Global Comment

Where the world thinks out loud

Both corruption AND the gender gap should be dealt with in Mexico

Transparency International’s annual ranking of corruption around the globe hit the news on November 17. It was not a happy occasion in Mexico. America’s southern neighbor landed at 89 out of a total 180 governments measured this year (17 spots lower than in 2008), tied with such nations as Malawi, Moldova, and Rwanda.

This places Mexico well below many of its peers; among Latin American nations, ten governments were ranked cleaner than Mexico’s (including Guatemala’s, where the president has been implicated in the murder of a political enemy and the United Nations recently warned of a possible state capture at the federal level by drug gangs).
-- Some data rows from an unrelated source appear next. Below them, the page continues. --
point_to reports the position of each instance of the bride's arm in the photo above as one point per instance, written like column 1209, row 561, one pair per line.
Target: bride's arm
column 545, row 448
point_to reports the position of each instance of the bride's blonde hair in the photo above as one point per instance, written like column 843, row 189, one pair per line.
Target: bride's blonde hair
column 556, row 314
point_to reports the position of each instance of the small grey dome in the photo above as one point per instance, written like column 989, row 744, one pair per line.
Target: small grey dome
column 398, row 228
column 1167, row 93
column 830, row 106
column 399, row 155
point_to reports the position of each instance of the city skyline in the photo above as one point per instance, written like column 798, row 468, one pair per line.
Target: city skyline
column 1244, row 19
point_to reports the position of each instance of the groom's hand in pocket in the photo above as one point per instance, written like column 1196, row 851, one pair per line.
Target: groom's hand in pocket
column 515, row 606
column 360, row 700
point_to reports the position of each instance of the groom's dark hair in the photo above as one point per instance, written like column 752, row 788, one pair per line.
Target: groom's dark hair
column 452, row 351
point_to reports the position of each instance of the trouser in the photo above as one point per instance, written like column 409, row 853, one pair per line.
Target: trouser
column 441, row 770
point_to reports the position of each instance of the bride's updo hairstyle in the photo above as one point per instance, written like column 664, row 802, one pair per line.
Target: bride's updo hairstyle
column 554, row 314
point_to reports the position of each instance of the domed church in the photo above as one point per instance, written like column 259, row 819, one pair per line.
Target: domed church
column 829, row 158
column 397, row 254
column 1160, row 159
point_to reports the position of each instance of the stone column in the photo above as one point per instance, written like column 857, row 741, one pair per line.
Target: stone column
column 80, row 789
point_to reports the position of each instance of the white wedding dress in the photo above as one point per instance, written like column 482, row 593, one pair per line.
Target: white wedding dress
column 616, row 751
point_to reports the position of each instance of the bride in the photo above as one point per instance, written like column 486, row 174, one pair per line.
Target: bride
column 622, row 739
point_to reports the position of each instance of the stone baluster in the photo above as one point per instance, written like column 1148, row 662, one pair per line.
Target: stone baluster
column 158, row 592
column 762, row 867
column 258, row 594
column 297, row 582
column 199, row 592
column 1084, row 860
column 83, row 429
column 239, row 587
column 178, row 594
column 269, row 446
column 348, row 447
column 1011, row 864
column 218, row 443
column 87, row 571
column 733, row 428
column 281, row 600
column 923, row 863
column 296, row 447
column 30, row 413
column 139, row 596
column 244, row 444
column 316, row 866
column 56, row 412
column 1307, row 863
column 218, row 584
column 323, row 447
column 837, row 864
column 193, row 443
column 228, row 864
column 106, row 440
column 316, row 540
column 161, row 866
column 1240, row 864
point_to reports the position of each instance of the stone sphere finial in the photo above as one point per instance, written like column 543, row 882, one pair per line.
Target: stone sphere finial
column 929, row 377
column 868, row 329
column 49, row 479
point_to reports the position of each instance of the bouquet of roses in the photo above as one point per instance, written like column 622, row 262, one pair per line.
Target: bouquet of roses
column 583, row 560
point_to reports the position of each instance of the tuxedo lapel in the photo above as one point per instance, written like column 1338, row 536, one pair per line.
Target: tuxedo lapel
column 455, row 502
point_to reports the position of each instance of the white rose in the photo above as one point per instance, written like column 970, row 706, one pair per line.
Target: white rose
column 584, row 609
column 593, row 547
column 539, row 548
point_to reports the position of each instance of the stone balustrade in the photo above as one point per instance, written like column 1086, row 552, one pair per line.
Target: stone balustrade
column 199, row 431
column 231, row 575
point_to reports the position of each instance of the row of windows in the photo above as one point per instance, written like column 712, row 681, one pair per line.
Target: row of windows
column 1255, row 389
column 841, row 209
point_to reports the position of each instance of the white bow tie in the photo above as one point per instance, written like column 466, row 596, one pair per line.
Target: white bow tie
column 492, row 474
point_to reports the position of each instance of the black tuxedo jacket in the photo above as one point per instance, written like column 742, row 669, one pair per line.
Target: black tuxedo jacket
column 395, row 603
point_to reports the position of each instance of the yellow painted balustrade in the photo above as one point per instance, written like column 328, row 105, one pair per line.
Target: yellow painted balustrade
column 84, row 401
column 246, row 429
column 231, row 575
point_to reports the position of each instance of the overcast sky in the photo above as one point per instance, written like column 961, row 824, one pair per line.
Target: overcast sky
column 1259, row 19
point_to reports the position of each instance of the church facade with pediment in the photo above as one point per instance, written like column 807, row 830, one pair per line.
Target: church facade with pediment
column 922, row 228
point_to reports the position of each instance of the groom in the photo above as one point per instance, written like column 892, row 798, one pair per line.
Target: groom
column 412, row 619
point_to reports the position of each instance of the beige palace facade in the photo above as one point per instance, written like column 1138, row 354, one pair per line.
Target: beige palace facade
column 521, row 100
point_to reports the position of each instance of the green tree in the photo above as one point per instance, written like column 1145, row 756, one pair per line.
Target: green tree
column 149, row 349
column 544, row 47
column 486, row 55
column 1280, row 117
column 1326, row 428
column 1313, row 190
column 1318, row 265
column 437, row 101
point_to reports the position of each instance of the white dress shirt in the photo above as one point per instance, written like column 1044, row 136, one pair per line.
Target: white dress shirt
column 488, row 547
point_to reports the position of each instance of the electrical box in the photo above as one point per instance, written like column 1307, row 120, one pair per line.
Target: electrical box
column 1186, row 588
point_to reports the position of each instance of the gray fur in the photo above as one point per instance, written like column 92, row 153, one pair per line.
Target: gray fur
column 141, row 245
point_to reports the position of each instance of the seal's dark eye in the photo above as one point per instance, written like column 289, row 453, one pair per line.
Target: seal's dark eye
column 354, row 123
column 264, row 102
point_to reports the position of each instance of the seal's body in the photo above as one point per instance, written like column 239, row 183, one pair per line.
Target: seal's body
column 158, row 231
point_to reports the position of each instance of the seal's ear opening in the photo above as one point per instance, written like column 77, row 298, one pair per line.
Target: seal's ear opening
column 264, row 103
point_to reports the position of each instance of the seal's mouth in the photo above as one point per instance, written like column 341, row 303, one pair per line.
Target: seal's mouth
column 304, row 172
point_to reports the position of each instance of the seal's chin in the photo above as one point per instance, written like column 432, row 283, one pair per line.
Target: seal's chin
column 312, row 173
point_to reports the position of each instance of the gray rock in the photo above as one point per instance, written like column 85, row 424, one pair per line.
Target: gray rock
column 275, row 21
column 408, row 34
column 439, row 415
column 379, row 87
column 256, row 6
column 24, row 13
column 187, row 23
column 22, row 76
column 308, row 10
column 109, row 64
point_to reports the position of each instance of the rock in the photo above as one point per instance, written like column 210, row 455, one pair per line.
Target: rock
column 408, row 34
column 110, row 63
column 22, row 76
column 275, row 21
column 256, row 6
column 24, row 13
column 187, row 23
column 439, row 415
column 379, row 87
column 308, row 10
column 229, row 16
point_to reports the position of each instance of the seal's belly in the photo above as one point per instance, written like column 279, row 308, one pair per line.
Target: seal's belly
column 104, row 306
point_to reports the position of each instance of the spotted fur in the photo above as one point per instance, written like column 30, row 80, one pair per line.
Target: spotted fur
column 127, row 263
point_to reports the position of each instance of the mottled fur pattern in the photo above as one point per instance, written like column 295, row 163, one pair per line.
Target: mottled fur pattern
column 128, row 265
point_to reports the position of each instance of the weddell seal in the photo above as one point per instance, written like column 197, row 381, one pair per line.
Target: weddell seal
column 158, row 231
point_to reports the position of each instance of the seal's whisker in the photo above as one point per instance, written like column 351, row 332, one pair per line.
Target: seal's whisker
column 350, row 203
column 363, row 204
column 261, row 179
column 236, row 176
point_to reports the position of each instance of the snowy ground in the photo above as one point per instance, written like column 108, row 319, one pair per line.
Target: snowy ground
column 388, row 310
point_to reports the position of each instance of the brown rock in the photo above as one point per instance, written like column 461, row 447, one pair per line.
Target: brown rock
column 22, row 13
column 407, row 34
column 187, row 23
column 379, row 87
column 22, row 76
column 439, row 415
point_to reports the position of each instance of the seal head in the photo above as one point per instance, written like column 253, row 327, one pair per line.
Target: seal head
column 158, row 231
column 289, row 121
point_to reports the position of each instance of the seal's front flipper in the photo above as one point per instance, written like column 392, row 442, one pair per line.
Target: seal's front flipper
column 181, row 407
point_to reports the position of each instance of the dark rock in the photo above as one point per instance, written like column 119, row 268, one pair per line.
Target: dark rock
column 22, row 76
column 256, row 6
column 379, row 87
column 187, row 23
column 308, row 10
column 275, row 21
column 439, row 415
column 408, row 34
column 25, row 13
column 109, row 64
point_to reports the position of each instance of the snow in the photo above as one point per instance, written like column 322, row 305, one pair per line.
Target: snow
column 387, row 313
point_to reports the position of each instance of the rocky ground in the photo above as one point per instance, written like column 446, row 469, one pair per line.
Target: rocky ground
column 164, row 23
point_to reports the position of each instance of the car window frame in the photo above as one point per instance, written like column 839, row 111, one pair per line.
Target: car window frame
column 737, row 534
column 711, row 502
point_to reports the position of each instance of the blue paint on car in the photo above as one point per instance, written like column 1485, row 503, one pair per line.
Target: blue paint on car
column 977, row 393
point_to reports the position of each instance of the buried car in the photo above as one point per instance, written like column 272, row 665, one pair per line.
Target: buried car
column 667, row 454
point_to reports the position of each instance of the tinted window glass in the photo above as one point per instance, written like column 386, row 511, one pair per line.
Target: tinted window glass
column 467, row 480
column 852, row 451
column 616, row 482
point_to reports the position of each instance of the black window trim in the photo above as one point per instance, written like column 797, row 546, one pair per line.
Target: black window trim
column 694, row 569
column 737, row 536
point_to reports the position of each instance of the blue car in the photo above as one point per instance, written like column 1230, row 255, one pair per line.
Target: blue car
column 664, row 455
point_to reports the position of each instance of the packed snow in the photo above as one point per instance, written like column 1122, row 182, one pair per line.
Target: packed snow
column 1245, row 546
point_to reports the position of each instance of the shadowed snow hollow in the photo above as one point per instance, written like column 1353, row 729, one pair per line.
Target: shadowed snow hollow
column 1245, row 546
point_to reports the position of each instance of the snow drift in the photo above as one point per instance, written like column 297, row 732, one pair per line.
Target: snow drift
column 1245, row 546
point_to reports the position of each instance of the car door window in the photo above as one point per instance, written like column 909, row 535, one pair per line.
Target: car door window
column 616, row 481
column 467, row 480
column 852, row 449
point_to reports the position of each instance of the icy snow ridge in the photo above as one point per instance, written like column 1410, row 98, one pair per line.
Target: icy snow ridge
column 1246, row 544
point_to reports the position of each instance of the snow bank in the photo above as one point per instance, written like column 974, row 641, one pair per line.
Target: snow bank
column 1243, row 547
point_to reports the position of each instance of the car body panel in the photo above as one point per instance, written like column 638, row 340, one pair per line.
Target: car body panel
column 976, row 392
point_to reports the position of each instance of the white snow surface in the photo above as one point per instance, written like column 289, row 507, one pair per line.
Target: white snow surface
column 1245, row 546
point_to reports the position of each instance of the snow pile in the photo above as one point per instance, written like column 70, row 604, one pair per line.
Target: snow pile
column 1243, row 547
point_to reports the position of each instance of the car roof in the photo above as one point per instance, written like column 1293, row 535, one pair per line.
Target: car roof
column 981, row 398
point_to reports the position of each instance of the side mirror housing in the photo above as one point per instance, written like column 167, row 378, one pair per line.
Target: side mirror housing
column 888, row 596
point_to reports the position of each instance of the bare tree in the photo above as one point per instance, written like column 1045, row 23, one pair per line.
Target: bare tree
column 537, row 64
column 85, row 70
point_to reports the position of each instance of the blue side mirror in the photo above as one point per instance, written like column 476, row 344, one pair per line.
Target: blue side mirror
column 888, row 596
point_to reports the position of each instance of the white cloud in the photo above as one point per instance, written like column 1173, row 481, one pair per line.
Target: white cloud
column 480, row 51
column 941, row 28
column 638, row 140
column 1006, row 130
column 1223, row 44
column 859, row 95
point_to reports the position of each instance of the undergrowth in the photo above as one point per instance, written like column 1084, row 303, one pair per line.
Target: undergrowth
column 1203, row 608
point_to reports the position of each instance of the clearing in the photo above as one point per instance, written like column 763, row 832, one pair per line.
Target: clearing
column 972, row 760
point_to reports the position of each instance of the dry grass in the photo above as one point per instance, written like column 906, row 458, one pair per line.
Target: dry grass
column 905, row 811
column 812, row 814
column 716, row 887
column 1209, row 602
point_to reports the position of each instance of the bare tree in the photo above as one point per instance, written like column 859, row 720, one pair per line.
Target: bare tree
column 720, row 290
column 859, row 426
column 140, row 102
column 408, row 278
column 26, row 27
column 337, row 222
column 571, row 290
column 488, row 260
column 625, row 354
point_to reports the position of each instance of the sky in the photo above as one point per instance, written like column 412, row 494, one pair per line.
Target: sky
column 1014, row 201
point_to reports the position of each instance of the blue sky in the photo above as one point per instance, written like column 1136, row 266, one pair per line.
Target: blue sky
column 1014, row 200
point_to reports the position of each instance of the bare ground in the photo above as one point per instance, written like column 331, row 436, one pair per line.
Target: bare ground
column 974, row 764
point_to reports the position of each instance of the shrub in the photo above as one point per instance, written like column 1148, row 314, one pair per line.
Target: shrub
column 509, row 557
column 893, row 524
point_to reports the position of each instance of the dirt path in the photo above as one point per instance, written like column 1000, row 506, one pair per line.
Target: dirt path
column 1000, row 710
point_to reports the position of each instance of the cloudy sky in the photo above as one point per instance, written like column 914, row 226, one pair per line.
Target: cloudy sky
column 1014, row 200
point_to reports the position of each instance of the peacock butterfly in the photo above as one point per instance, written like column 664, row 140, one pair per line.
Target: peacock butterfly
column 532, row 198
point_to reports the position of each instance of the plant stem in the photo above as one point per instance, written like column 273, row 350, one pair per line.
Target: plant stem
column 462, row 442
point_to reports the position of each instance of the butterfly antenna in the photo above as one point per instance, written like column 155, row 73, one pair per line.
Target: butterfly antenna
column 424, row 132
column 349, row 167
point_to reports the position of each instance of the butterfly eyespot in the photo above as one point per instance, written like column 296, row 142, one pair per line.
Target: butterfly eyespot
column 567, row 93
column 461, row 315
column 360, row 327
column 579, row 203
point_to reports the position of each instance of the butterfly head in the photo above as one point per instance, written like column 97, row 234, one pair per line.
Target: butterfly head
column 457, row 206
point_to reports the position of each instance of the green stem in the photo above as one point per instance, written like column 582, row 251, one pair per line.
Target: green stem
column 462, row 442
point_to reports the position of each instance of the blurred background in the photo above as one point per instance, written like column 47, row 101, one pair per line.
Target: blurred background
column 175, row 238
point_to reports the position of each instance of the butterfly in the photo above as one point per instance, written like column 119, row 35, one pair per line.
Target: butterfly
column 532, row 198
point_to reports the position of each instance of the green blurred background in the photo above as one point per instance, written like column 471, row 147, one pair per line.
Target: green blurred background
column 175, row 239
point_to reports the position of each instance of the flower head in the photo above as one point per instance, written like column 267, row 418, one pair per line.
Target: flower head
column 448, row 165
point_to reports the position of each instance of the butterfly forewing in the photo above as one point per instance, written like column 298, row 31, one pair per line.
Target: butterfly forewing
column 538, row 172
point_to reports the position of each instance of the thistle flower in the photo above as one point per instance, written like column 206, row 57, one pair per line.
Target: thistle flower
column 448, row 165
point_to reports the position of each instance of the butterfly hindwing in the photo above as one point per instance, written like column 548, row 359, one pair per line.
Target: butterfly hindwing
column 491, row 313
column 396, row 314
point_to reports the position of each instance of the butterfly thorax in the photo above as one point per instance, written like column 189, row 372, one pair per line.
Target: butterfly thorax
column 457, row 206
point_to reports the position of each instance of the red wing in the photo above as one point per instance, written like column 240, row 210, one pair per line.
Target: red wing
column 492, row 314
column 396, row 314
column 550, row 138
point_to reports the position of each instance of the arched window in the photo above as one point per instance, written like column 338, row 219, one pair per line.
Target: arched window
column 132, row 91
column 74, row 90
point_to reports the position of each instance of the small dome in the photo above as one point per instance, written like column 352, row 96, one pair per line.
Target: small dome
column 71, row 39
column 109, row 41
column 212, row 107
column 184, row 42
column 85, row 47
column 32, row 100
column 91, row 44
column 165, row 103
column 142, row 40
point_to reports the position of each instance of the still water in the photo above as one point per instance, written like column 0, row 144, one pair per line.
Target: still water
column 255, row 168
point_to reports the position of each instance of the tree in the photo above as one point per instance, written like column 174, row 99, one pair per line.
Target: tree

Among the BRIC nations, the group of emerging economic giants with whom Mexico perennially aspires to be included, only Russia wound up worse than 89th place.

The ranking occasioned a long round finger-pointing, navel-gazing, hand-wringing, and politician-blaming, with the 17-slot drop bringing the rhetorical knives out from Mexico’s pundit class. One editorial from the influential daily El Universal said that all politicians were complicit, either as spectators are participants, in Mexico’s climate of corruption. Martín Moreno of Excélsior captured the nation’s prevailing spirit when he called Mexico’s political class a “bunch of thieves”, and said that he would need “an encyclopedia to name all the people that are an emblem of national corruption.”

Such frustration was warranted. More worrying than the ranking itself and the unsavory company among whom Mexico finds itself is the fact that, almost a full decade after the democratic transition, corruption appears to be getting worse. The ranking touched a nerve in large part because it strikes at the modern dilemma for Mexican voters: there is a bee’s nest of problems, and no one credible to solve them. And if democracy doesn’t work for the nation’s stickiest problems, Mexicans ask, what then?

But corruption is not Mexico’s only challenge, as another recent ranking demonstrates. The Global Gender Gap Index, published about a week before the Transparency International list, ranked Mexico 99th among 134 nations measured. This placed it a couple of spots ahead of Kuwait, right behind Kenya and Zimbabwe. Only one Latin American nation, Guatemala, showed a more pronounced gap than Mexico. More specifically, Mexico ranked 65th in political empowerment for women, 90th for educational attainment, and 114th for economic opportunity. (On the plus side, it tied for first place with 40 other nations on health equality.) In other words, as bad as Mexico is in terms of corruption, it has a far bigger problem with gender equality.

Unfortunately, the outrage that flooded forth following the corruption ranking was invisible in response to the gender gap grade. In some ways this is understandable; the corruption index encourages –begs, even– Mexicans to engage in their favorite sport this side of football: bashing public officials. In contrast, one finds no clear villain when seeking explanations for the gender discrepancies. Who is to blame for the lack of female economic participation in Mexico? Banks, politicians, educators, parents, the patriarchal scope of history of both the nation specifically and western civilization in general–each have played a role. Since everyone shares a little bit of the responsibility, no single scapegoat sticks out.

Ultimately, finding someone to blame is beside the point. What is needed is an honest recognition of how harmful the status quo is. The shame of the gender gap goes beyond its unfairness to Mexican women and girls (although that of course is a perfectly suitable reason for outrage). All of Mexico stands to benefit if the nation becomes less like Kenya and more like Iceland. With half the population struggling to reach its potential, it’s impossible for Mexico as a whole to fulfill its promise.

Some signs of potential improvement are visible: last week, Labor Secretary Javier Lozano called for a labor reform that eases the entry of women into the labor market. He never mentioned the Gender Gap Index as a motivating factor, but such a reform would go a long way to improving Mexico’s ranking in the future.

Of course, there’s a lot of distance between the off-hand comments of a cabinet secretary and a new law. If Lozano’s call for reform goes nowhere and in 2010 the Gender Gap Index remains a national eyesore, let’s hope Mexico has a little more leftover frustration than it did this year.